Wahkiakum West buys Skamokawa Internet to move to east county
April 28, 2022
Wahkiakum West has begun an expansion to the east side of Wahkiakum County with the purchase of Skamokawa Internet, adding about 200 customers to their base, as well as maintaining a relationship with SI’s founder, Steve Carson, who will remain as their agent in that market.
“To deploy fiber is expensive, and you need to be somebody who is in the fiberoptic business, which Steve [Carson] really wasn’t set up for that, especially in such a small market. It’s hard to recoup your capital and build the whole infrastructure for that small of an area,” WW CEO Ken Johnson said April 15.

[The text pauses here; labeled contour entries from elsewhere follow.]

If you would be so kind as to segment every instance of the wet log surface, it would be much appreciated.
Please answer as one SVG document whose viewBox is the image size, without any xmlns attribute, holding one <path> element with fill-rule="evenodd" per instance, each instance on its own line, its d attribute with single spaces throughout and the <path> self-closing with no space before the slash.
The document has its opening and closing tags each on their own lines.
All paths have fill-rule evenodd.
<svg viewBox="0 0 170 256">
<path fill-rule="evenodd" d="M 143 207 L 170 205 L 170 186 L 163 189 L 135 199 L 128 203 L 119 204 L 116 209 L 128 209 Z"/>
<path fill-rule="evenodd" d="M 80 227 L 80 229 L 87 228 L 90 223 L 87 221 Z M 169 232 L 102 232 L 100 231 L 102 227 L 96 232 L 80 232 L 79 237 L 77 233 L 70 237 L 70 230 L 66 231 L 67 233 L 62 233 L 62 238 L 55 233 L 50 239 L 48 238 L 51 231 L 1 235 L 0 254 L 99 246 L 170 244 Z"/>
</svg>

“Internally the company decided to explore it,” he added. “We had some good conversations. We had conversations with the PUD down there; [Steve] was always part of that.”
Wahkiakum West asked if Carson was interested in partnering with them, and in the end, Carson asked if they would be interested in acquiring his business, and they agreed.

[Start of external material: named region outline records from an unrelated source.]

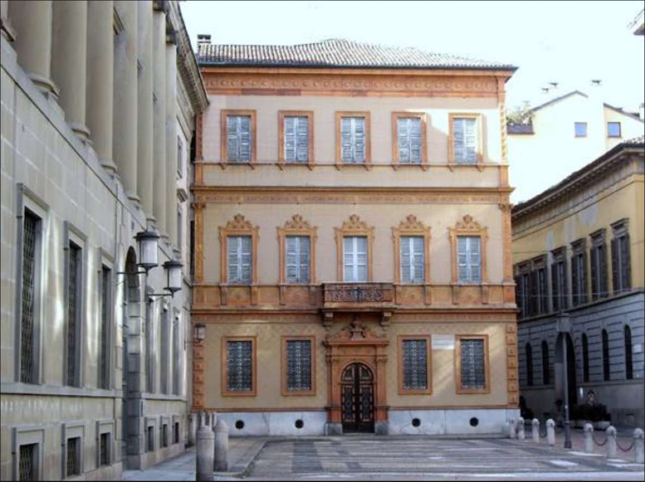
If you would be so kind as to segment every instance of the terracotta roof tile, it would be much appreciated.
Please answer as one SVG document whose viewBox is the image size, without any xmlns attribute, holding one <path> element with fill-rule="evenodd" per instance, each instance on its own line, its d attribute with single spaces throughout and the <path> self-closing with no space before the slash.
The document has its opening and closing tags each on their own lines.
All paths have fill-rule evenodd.
<svg viewBox="0 0 645 482">
<path fill-rule="evenodd" d="M 508 64 L 426 52 L 414 47 L 390 47 L 342 39 L 298 45 L 200 44 L 197 58 L 202 65 L 505 70 L 516 68 Z"/>
</svg>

Wahkiakum West purchased the internet subscribers and the network, Johnson said, which Carson will continue to administer and support, but Carson retains his other business Computer Link NW.
“The only change customers down there should see immediately, is in June, they’ll start getting the invoice from us instead of from Skamokawa Internet,” Johnson said.
Johnson said that WW had about 1,000 customers prior to their purchase of Skamokawa Internet, which added accounts in Skamokawa, Puget Island, Cathlamet, and Little Cape Horn.
Carson said he was continuing to add people slowly and that he thought the partnership was a win/win for the community as well as for Wahkiakum West and Skamokawa Internet.
“The wireless internet was a great stop gap and it is going to continue for a while to cover some people that had no other options but once fiber comes through their neighborhood there is just no competing as far as what’s available,” Carson said.
"The important thing is what we’re building in Skamokawa and Cathlamet is really the state of the art for fiberoptic,” Johnson said. “It’s actually going to be better than what we offer to our own subscribers here, in many ways.”
“The network is capable of delivering up to 10 gigabits to every house,” he said. “The internet can’t keep up with that, so nobody is going to buy that right now. Our goal is that it will be relevant for the next 10-20 years and have the capacity we are going to start needing as our usage continues to increase.”
Johnson solicited potential customers through social media, community meetings, and word of mouth to solicit enough applications to support a project that will provide broadband to people living on SR 4 from Skamokawa to Cathlamet, and then on to County Line Park. Unfortunately, Johnson also said that they were unable to add customers in Cathlamet without a franchise from the town.
“We haven’t seen a first draft yet, and that could end up affecting folks in Cathlamet," Johnson said. "I just feel bad because we do have applications from people in the city limits and we will get stopped short of where their city line is until we can get that worked out. That’s the only complicating factor.
“Cathlamet might be getting left behind.”
The franchise matter was on the agenda at the Cathlamet Town Council's April 18 meeting; action was delayed so that the mayor and town attorney could go over the application.